Here’s a bit more from her post.
“Take a minute to imagine something: a loved one has been diagnosed with cancer, it is remarkably hard to get into a good hospital, the good hospital is really far from your home, you do not have the money to buy both food and treatments, and there is corruption surrounding the hospital. This is what it is like for many people at Kidwai Memorial Institute of Oncology in Bangalore, India.
“Walking into the patient in-take room, hands filled with chai and biscuits, a father comes running up to Rakesh, Prerna’s father, with his son. His face showed nothing but concern and hope. Although I do not know what was being said, I do know that he was desperate. Holding his son’s arm, he showed and explained to Rakesh the situation. The glimmer of hope he had upon seeing Rakesh could be seen in his eye, but it did not wipe the concern or desperate look off of his face. Later, Prerna translated for us: the man did not know how to fill out the paperwork to get his son the help he needed.
“Now moving into the hospital wards, where patients are kept, it was nothing like you would imagine. There are no white tiled floors, sterile equipment, vital monitors, or even curtains between the beds. Rather, the floor has dirt accumulated, and the ward is simply a large room with beds lined up. A few patients had basic equipment, such as a device to breathe into, but other than that, patients just rested in their beds. Loved ones would sit and stand in a backless chair by their loved one, but that was all they had. There were no guest beds that could be rolled in next to your loved one’s hospital bed to relatively comfortably stay the night with them.

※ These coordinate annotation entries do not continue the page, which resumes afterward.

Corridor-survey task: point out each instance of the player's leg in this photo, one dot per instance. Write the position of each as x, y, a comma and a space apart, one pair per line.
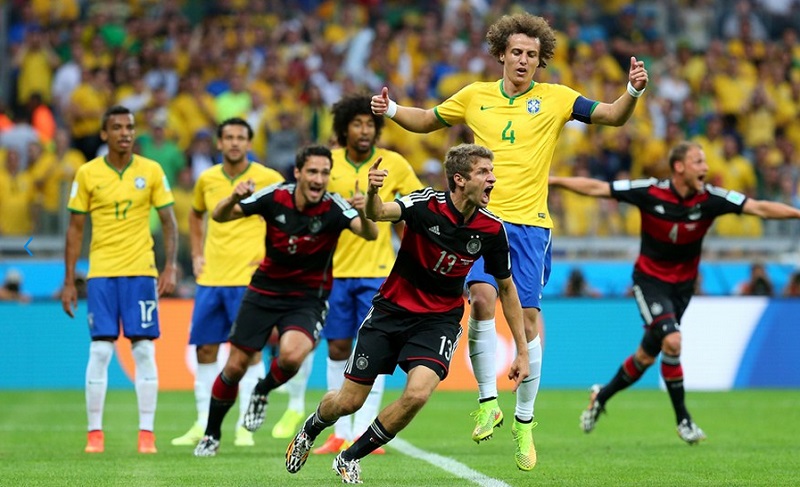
339, 331
298, 329
139, 309
483, 350
103, 315
209, 328
295, 388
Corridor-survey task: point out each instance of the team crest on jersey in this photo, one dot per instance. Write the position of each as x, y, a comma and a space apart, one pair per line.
534, 105
315, 225
474, 245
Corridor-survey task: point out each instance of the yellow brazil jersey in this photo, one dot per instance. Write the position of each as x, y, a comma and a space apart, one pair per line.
119, 203
522, 132
354, 256
232, 250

“Entering the ward, biscuit packets were unwrapped from plastic and chai was poured into small cups and placed on a tray. Then, patient by patient, we walked around the room, serving chai and distributing biscuits. For some patients, a small smile appeared on their sad and tired face, and for others, deep signs of gratitude showed as they did everything they could to express how thankful they were. Simply giving the person a tiny cup of chai and a small packet of biscuits makes a huge difference in their world. Like I said, many cannot pay for both food and treatment, so this small amount of food may have given them the opportunity for more treatment….

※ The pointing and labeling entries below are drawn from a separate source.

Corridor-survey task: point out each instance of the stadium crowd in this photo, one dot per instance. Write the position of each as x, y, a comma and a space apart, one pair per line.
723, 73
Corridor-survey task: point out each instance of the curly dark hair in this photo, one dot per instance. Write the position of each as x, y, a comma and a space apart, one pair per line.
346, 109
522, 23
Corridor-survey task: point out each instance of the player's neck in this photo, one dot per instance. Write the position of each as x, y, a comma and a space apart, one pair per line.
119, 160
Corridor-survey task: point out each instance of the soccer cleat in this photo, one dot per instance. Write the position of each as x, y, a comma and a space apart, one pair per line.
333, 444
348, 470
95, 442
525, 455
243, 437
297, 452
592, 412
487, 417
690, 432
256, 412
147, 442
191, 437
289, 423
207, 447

“Kidwai Memorial Institute of Oncology in Bangalore, India is the second best cancer hospital in the country, leaving it in high demand. Mission Chai is a group of volunteers, founded by Rakesh and Prerna, that works to help these patients, from distributing chai and biscuits to helping raise money for patients’ needs. Rakesh serves chai and biscuits about twice a week, but the group has enough regular volunteers now that the chai and biscuits are distributed daily. Many patients come to Mission Chai to ask for help, and then, Mission Chai works to get them that help. Rather than being an organization that collects donations, holds the money in an account, and then distributes it, Mission Chai is a ‘people helping people’ group. If a patient needs help, such as with paying for a surgery, Mission Chai will post on their Facebook page. People can then donate, whether in Bangalore or in another country, to help the patient.”
It was inspiring and humbling to witness the work of Mission Chai, and one of the many highlights of a successful trip to this remarkable country. I look forward to returning.